I don't think sed has any such limit. It's a stream editor, not a line editor.

sed 's/|\([MSH|PID|PV1]\)/\|\
\1/g' file1

MSH|data|data|data|data|data|data|data|
PID|data|data|data|data|
PV1|data|data|OBX|data|data|
....

Corona688 · February 18, 2010, 2:53pm

This is implementation-dependent. GNU sed doesn't. The sed FAQ details what versions have what limitations but it's not clear which version is what HPUX has.

Don't you need -r for brackets and backreferences?

methyl · February 18, 2010, 3:16pm

HPUX 11.00

what /usr/bin/sed

/usr/bin/sed:

         $Revision: 80.5 $

Scott · February 18, 2010, 3:22pm

I don't think my original sed worked that great!

sed -E 's/(PID|PV1|...|...)/\
&/g' file1

But I just ran a test on a line with 7 million characters with no problems, so I imagine the limitations to which you refer are for old versions of sed (so it probably doesn't work on Solaris!!)

Edit: Completely over-looked (i.e. didn't see) first line of question : "System - HP UNIX (HP-UX hq5 B.11.00 U 9000/800 (td))". :o Sorry.

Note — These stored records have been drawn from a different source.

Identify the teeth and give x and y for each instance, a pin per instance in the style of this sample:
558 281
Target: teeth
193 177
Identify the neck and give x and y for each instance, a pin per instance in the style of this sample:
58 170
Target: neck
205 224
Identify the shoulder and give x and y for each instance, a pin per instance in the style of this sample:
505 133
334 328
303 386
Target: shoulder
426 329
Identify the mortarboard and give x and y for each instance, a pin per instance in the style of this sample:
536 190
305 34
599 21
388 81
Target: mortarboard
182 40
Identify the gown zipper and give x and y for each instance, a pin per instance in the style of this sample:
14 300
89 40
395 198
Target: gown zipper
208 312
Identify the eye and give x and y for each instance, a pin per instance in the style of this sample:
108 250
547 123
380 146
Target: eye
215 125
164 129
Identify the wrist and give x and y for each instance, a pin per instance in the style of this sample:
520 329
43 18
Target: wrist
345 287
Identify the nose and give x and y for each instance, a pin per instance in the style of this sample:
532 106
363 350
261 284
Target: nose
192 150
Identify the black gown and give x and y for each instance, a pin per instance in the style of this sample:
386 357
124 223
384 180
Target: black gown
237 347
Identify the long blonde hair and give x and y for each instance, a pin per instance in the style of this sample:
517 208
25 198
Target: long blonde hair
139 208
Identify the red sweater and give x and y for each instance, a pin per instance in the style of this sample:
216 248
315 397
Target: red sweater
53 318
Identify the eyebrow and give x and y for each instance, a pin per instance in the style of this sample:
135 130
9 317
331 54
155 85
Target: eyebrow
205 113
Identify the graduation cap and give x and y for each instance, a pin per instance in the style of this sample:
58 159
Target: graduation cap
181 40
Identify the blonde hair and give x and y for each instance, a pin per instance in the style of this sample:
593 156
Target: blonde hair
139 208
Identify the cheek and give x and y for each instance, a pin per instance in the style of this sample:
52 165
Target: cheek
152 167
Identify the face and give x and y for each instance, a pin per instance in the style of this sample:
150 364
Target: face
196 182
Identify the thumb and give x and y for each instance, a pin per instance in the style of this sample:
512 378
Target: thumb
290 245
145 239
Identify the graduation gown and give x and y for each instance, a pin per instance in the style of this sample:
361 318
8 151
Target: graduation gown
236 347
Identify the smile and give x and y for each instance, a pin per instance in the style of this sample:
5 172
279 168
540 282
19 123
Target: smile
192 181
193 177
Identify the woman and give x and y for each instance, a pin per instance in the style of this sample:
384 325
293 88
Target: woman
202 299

radoulov · February 18, 2010, 3:31pm

It should be straightforward with Perl.

varefump · February 18, 2010, 3:45pm

/usr/bin/sed:
$Revision: 80.5.1.1 $
PATCH_11_00: sed0.o sed1.o hpux_rel.o 00/11/27

treesloth · February 18, 2010, 3:56pm

If you don't mind an amateurish attempt, how about something like:

awk '{gsub("MSH","\nMSH",$0) ; gsub("PID","\nPID",$0) ; gsub("PV1","\nPV1",$0) ; gsub("OBX","\nOBX",$0) ; print}' filename

Or, a little easier to expand as needed, perhaps:

awk 'BEGIN {str[1] = "MSH" ; str[2] = "PID" ; str[3] = "PV1" ; str[4] = "OBX"} \ 
{for (i = 1 ; i <= length(str) ; i++) {gsub(str,"\n"str,$0)}} \ 
END {print}' filename

Of course, that'll get very tedious depending on how many possible str values therer are...

methyl · February 18, 2010, 4:00pm

The first sed posted by scottn works on HPUX 11.00 for the sample file albeit with the trailing pipe character on all but the last record.
The later version with "-E" gives a syntax error.

Now we need the O/P to try it on a large file.

Knowing the Progress version would help. There are other approaches using a recent Progress 4GL.

Neo · February 18, 2010, 4:21pm

If I understood the problem correctly, this is something that should work in PHP:

<?php
$data=file_get_contents('./your_data.txt');
$stuff=preg_replace("/\|([A-Z0-9]{3})/","|\n$1",$data);
print $stuff;
?>

Output on sample file:

MSH|data|data|data|data|data|data|data|
PID|data|data|data|data|
PV1|data|data|
OBX|data|data|...

varefump · February 19, 2010, 2:06pm

Trying treesloth's approach using:

awk '{gsub("MSH","\nMSH",$0) ; gsub("PID","\nPID",$0) ; gsub("PV1","\nPV1",$0) ; gsub("OBX","\nOBX",$0) ; gsub("ORC",\nORC",$0) ; gsub("OBR","\nOBR",$0) ;
gsub("NTE","\nNTE",$0) ; print}' /care/misc/rad_report

I get the error message:

syntax error The source line is 1.
The error context is
{gsub("MSH","\nMSH",$0) ; gsub("PID","\nPID",$0) ; gsub("PV1","\
nPV1",$0) ; gsub("OBX","\nOBX",$0) ; >>> gsub("ORC",\ <<< nORC",$0) ; gsub("OBR
","\nOBR",$0) ; gsub("NTE","\nNTE",$0) ; print}
awk: The statement cannot be correctly parsed.
The source line is 1.

My version of PROGRESS is 8.3B

Any other suggestions?

---------- Post updated at 02:06 PM ---------- Previous update was at 01:49 PM ----------

I found the error in my previous code (missing ").

Now the error reads:

awk: Input line MSH|^~\&|HNAM|HNA|CL cannot be longer than 3,000 bytes.

Any other suggestions?

Neo · February 19, 2010, 2:13pm

Use PHP... did you see my script? I think it will work for you. If your file is too large (over 128 MB ) and you get a PHP memory error, I can show you how to fix that as well.

radoulov · February 19, 2010, 2:15pm

Well,
you didn't answer my question, but I'll give you an idea anyway:

perl -ple's/(?<!\A)(MSH|P(ID|V1)|OBX)/\n$1/g' infile

fpmurphy · February 19, 2010, 4:46pm

Or you can use python: Parsing HL7 with Python
Or Ruby: ruby-hl7